Söz konusu bu ekonomi bloğunu örneğin TPPA’dan ayıran temel nokta,  bu tür anlaşmalarda vurgulanan çeşitli ürünlere yönelik tarifler değil, aksine temiz enerji alt yapısı, yolsuzlukla mücadele, tedarik zincirlerinin oluşturulması ve dijital ekonomi oluşturuyor.

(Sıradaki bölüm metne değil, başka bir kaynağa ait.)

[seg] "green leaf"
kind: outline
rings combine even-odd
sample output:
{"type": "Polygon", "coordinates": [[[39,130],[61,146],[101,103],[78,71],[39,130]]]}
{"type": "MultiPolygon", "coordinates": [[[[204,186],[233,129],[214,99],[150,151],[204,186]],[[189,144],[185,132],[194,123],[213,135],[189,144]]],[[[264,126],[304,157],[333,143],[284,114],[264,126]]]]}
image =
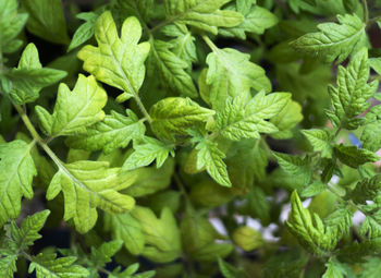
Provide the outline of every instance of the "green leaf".
{"type": "Polygon", "coordinates": [[[213,110],[200,107],[189,98],[168,97],[151,107],[152,131],[160,137],[174,141],[175,135],[186,135],[186,130],[206,122],[213,110]]]}
{"type": "Polygon", "coordinates": [[[0,0],[0,49],[3,53],[16,51],[23,44],[16,39],[28,15],[17,13],[16,0],[0,0]]]}
{"type": "Polygon", "coordinates": [[[32,257],[29,274],[36,270],[38,278],[79,278],[87,277],[88,270],[79,265],[73,265],[74,256],[59,257],[56,254],[40,253],[32,257]]]}
{"type": "MultiPolygon", "coordinates": [[[[366,208],[366,207],[362,207],[366,208]]],[[[372,207],[373,209],[373,207],[372,207]]],[[[379,239],[381,237],[381,211],[367,214],[367,217],[361,223],[359,233],[368,239],[379,239]]]]}
{"type": "Polygon", "coordinates": [[[306,55],[317,56],[325,62],[337,58],[337,63],[356,52],[366,41],[366,24],[356,14],[337,15],[337,23],[321,23],[319,32],[308,33],[292,46],[306,55]]]}
{"type": "Polygon", "coordinates": [[[276,140],[286,140],[293,136],[292,129],[303,120],[302,106],[294,100],[287,105],[270,122],[278,128],[278,132],[271,133],[270,136],[276,140]]]}
{"type": "Polygon", "coordinates": [[[343,265],[334,258],[330,258],[325,264],[325,273],[322,278],[345,278],[347,273],[343,265]]]}
{"type": "Polygon", "coordinates": [[[138,255],[143,253],[145,238],[142,225],[130,213],[105,214],[105,229],[111,232],[112,239],[122,240],[131,254],[138,255]]]}
{"type": "Polygon", "coordinates": [[[39,92],[66,76],[59,70],[42,68],[38,51],[34,44],[24,49],[19,67],[5,73],[12,82],[11,97],[19,105],[33,102],[39,97],[39,92]]]}
{"type": "Polygon", "coordinates": [[[208,55],[207,84],[210,85],[209,98],[214,110],[222,111],[229,97],[239,95],[248,101],[250,88],[271,90],[265,70],[250,62],[249,58],[249,55],[232,48],[216,48],[208,55]]]}
{"type": "Polygon", "coordinates": [[[226,165],[223,162],[225,154],[222,153],[217,143],[204,140],[196,146],[197,152],[197,169],[206,168],[210,177],[223,186],[232,186],[229,180],[226,165]]]}
{"type": "Polygon", "coordinates": [[[78,52],[84,69],[97,80],[122,89],[124,93],[120,100],[137,96],[150,48],[148,43],[138,44],[142,37],[139,21],[136,17],[126,19],[119,38],[111,12],[107,11],[97,20],[95,36],[98,47],[85,46],[78,52]]]}
{"type": "Polygon", "coordinates": [[[340,238],[337,229],[325,227],[317,214],[304,208],[296,191],[291,195],[292,210],[286,226],[298,242],[316,255],[327,255],[335,246],[340,238]]]}
{"type": "Polygon", "coordinates": [[[118,1],[120,7],[125,10],[128,14],[136,17],[142,17],[145,22],[148,22],[152,15],[153,0],[128,0],[118,1]]]}
{"type": "Polygon", "coordinates": [[[59,165],[47,198],[53,200],[61,191],[64,196],[64,220],[74,219],[78,232],[89,231],[96,223],[97,207],[120,214],[131,210],[133,197],[119,193],[136,179],[134,173],[120,173],[120,168],[108,168],[108,162],[76,161],[59,165]]]}
{"type": "Polygon", "coordinates": [[[171,154],[174,157],[173,147],[156,138],[144,137],[143,144],[134,144],[135,152],[132,153],[122,166],[123,171],[134,170],[148,166],[156,159],[157,168],[160,168],[171,154]]]}
{"type": "Polygon", "coordinates": [[[271,28],[278,23],[278,17],[273,13],[259,5],[251,7],[248,12],[243,14],[245,17],[239,25],[231,28],[220,28],[219,34],[246,39],[246,32],[260,35],[263,34],[265,29],[271,28]]]}
{"type": "Polygon", "coordinates": [[[176,94],[197,97],[195,84],[185,71],[188,68],[188,62],[176,56],[174,50],[170,50],[173,45],[157,39],[151,44],[151,47],[162,85],[176,94]]]}
{"type": "MultiPolygon", "coordinates": [[[[266,178],[268,154],[261,147],[261,143],[260,141],[244,140],[234,143],[230,148],[234,149],[235,154],[231,154],[226,158],[229,178],[234,191],[239,194],[247,194],[255,182],[260,182],[266,178]]],[[[256,198],[260,203],[260,197],[256,198]]],[[[266,215],[263,210],[261,216],[266,215]]]]}
{"type": "Polygon", "coordinates": [[[217,126],[230,140],[259,138],[260,132],[271,133],[278,129],[269,120],[290,101],[291,94],[258,93],[249,101],[242,96],[228,98],[222,112],[217,113],[217,126]]]}
{"type": "Polygon", "coordinates": [[[258,250],[263,246],[262,234],[248,226],[236,228],[232,238],[234,243],[245,252],[258,250]]]}
{"type": "Polygon", "coordinates": [[[369,58],[369,65],[380,75],[381,74],[381,58],[369,58]]]}
{"type": "Polygon", "coordinates": [[[187,62],[187,68],[192,69],[192,63],[197,61],[196,38],[192,35],[186,25],[171,24],[164,26],[160,31],[167,36],[175,37],[169,41],[172,52],[187,62]]]}
{"type": "Polygon", "coordinates": [[[106,92],[95,77],[79,74],[73,92],[65,84],[60,84],[52,114],[40,106],[36,107],[36,112],[48,135],[75,135],[86,133],[86,128],[103,120],[101,109],[106,102],[106,92]]]}
{"type": "Polygon", "coordinates": [[[333,152],[340,161],[355,169],[366,162],[376,162],[380,159],[374,153],[356,146],[335,145],[333,152]]]}
{"type": "Polygon", "coordinates": [[[370,257],[361,265],[362,271],[359,278],[377,278],[381,275],[381,259],[379,257],[370,257]]]}
{"type": "Polygon", "coordinates": [[[69,44],[66,23],[61,0],[22,0],[23,9],[29,14],[27,29],[46,40],[69,44]]]}
{"type": "Polygon", "coordinates": [[[182,254],[181,234],[176,220],[169,208],[157,218],[153,211],[136,206],[132,216],[139,221],[146,240],[143,255],[157,263],[169,263],[182,254]]]}
{"type": "Polygon", "coordinates": [[[381,174],[357,182],[356,188],[347,192],[346,197],[355,203],[366,204],[373,201],[381,193],[381,174]]]}
{"type": "Polygon", "coordinates": [[[367,100],[379,86],[378,81],[368,83],[368,78],[369,61],[365,48],[352,58],[346,69],[339,67],[337,86],[329,86],[333,112],[328,112],[328,116],[334,126],[355,130],[360,125],[359,116],[369,108],[367,100]]]}
{"type": "Polygon", "coordinates": [[[174,160],[171,158],[159,169],[156,166],[136,169],[136,181],[125,192],[133,197],[142,197],[167,189],[171,184],[173,171],[174,160]]]}
{"type": "Polygon", "coordinates": [[[307,140],[314,147],[314,152],[321,152],[322,157],[331,158],[332,137],[328,131],[315,129],[315,130],[303,130],[302,133],[307,137],[307,140]]]}
{"type": "Polygon", "coordinates": [[[88,39],[90,39],[94,36],[98,16],[99,15],[95,12],[78,13],[76,15],[76,17],[83,19],[86,22],[75,31],[72,41],[67,47],[67,52],[81,46],[82,44],[86,43],[88,39]]]}
{"type": "Polygon", "coordinates": [[[381,148],[381,121],[376,121],[365,125],[360,137],[362,147],[371,152],[381,148]]]}
{"type": "Polygon", "coordinates": [[[286,154],[272,152],[273,156],[276,158],[278,164],[282,169],[292,176],[298,176],[303,178],[304,184],[309,184],[311,181],[312,170],[309,167],[309,158],[300,158],[297,156],[291,156],[286,154]]]}
{"type": "Polygon", "coordinates": [[[23,196],[33,196],[32,180],[37,174],[33,145],[20,140],[0,144],[0,226],[19,217],[23,196]]]}
{"type": "Polygon", "coordinates": [[[164,0],[168,21],[188,24],[217,35],[218,27],[233,27],[243,21],[242,14],[220,10],[232,0],[164,0]]]}
{"type": "Polygon", "coordinates": [[[320,194],[327,189],[327,185],[322,182],[316,181],[311,184],[308,184],[300,194],[302,197],[312,197],[315,195],[320,194]]]}
{"type": "Polygon", "coordinates": [[[66,143],[73,148],[103,149],[106,154],[126,147],[132,140],[143,137],[146,132],[146,126],[132,110],[127,109],[126,113],[127,117],[111,111],[103,121],[89,126],[86,134],[71,136],[66,143]]]}
{"type": "Polygon", "coordinates": [[[17,255],[13,254],[13,252],[10,252],[8,254],[8,252],[4,250],[0,250],[0,271],[2,273],[4,278],[13,278],[14,273],[17,271],[17,255]]]}
{"type": "Polygon", "coordinates": [[[12,238],[19,250],[25,251],[28,246],[33,245],[36,240],[41,238],[38,231],[42,229],[49,214],[50,211],[46,209],[33,216],[28,216],[23,220],[20,228],[12,222],[12,238]]]}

Listeye görüldüğü üzere, on üye ülkeli ASEAN’dan yedi ülkenin bu yeni ekonomi bloğunda yer alması, bölge ülkeleri ve toplumları açısından bu gelişmenin, yukarıda dikkat çekilen güvenlik ve militarizasyon konusundan çok daha önemli olduğuna kuşku yok. Bu yeni ekonomi blok, Çin’in bölgede bir yandan askeri öte yandan, yukarıda zikredilen ülkelerin bir bölümünün de üyesi olduğu “Bölgesel Kapsamlı Ekonomik İşbirliği”ne (Regional Comprehensive of Economic Partnership-RCEP) karşı bir alternatif ve karşı duruş anlamı taşıyor.

Bu gelişmenin özellikle, ABD açısından bu şekilde anlaşılmaya elverişli olduğunu kuşku yok. Öte yandan, ASEAN üyesi ülkeler içinse hem Çin, hem de ABD ticaret ortaklıkları bağlamında vazgeçilmez olduğundan, bu gelişmeden her halükârda kazançlı çıkacak olan yine bu bölge ülkeleri olacaktır.

Dikkat çekilmesi gereken bir diğer husus, ABD yönetimi Asya-Pasifik’e verdiği belirtilen önemin askeri boyutunun ötesinde, pragmatik politikalar peşindeki bölge ülkelerinin beklentilerine çok daha uygun bir ekonomi işbirliği antlaşmasını ortaya koymuş oldu.

ABD Başkanı Joe Biden’in yönetime geldiğinden bu yana, Asya-Pasifik bölgesine gerçekleştirdiği bu ilk ziyaret, tezatları içinde barındıran boyutuyla dikkat çekiyor.

Güney Kore ve Japonya’yı kapsayan ziyaret sürecindeki görüşmeler, bölgede silahlanmayı artırmayı teşvik mahiyetinde yaklaşımlara konu olurken öte yandan, bölgenin önde gelen ülkeleriyle yeni bir ekonomik işbirliği alanındaki inisiyatif geliştirilmesine yol açıyor.

Önümüzdeki dönemde alınan kararların pratiğe geçirilmesi kadar, ilgili ülke kamuoylarının ve özellikle, Çin başta olmak üzere Rusya ve AB’nin gelişmelere nasıl karşılık verecekleri yakından izlenmeye değer olacaktır.